Golden Boy vs. Pretty Boy (cont.)
Posted: Tuesday May 1, 2007 8:55AM; Updated: Wednesday May 2, 2007 9:17PM
In the boardrooms there seems to be a reluctant recognition of this. While old boxing hands argue that the sport is merely in a lull -- "Boxing has gone through ebbs and flows in its history," says HBO Sports president Ross Greenburg, whose network, long among the sport's biggest boosters, is essentially promoting the fight and televising it on PPV -- there is nevertheless a sense of urgency. Blessed with two remarkable fighters, terrific subplots and a looming deadline of De La Hoya's expected retirement, HBO (which, like SI, is owned by Time Warner) has pulled out all the stops. And that includes foisting an hourlong PowerPoint presentation on a cadre of bewildered boxing writers.
Basically, according to the slide show, everybody's doing a lot of stuff. Here's some of it: As the promoter of record, De La Hoya's company, Golden Boy, leased a pair of Gulfstream jets to ferry the fighters on a nine-day, 11-city tour. The stopovers served to remind the cable-ready universe that the 34-year-old De La Hoya, only sporadically active (or successful) over the last several years, had regained his appetite, his nerve and his megasmile. Also that Mayweather, 30, undefeated and a champion for a decade, was not so intimidated by moving up from welterweight to challenge De La Hoya, the WBC champion, at this new weight of 154. "Golden Girl," Mayweather called him.
De La Hoya deserves better than that, of course, having ruled six divisions and run up a 38-4 record (with 30 KOs) during his 15-year career, his left hook as impressive as his smile. He still has some crunch in him and could be dangerous at this weight. Mayweather (37-0, with 24 KOs), who has an equally impressive set of choppers, is the quicker and shiftier boxer and will be the favorite in the fight for it. But even as a shoulder-rolling phantom, his power, never his strong suit, becomes suspect as he moves up in weight to meet De La Hoya.

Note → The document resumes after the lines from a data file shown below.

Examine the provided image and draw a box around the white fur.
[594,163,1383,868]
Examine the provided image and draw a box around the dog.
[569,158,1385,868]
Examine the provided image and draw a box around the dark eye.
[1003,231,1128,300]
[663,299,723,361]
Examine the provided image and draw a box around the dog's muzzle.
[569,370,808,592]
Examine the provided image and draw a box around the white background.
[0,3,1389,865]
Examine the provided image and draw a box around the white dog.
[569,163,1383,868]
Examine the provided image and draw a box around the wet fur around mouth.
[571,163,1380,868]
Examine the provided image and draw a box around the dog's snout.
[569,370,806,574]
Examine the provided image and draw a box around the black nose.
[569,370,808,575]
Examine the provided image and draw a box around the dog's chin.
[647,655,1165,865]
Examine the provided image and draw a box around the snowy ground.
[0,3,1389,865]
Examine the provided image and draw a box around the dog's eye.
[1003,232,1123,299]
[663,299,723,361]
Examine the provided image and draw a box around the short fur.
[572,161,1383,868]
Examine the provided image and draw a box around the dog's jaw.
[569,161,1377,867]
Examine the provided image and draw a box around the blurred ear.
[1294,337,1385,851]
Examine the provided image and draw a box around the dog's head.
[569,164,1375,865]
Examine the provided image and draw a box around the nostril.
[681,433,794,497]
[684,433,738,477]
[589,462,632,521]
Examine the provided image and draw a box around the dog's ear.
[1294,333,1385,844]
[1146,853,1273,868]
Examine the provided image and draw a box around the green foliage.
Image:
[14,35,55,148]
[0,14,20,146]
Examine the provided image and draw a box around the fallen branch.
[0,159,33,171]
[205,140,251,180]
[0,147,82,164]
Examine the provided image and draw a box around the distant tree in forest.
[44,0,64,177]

The fighters' tour was a staple of big-time promotion in the 1970s and '80s, when Sugar Ray Leonard, Marvelous Marvin Hagler, Tommy Hearns and Roberto Durán were repeatedly squaring off. It hasn't been used as much, or as effectively, in recent years. With De La Hoya consistently taking the high road and the puckish Mayweather playing his recklessly rude foil, there could hardly have been more drama, or comedy. Mayweather seemed to be beside himself on the tour, hatching caper after caper (producing a live chicken with a gold medal around its neck, stealing De La Hoya's bag) and generally getting under his opponent's skin. When the two parties ate in the same restaurant, someone from Mayweather's table took food from a cart headed for De La Hoya. "I mean, who acts like that?" says De La Hoya, shaking his head.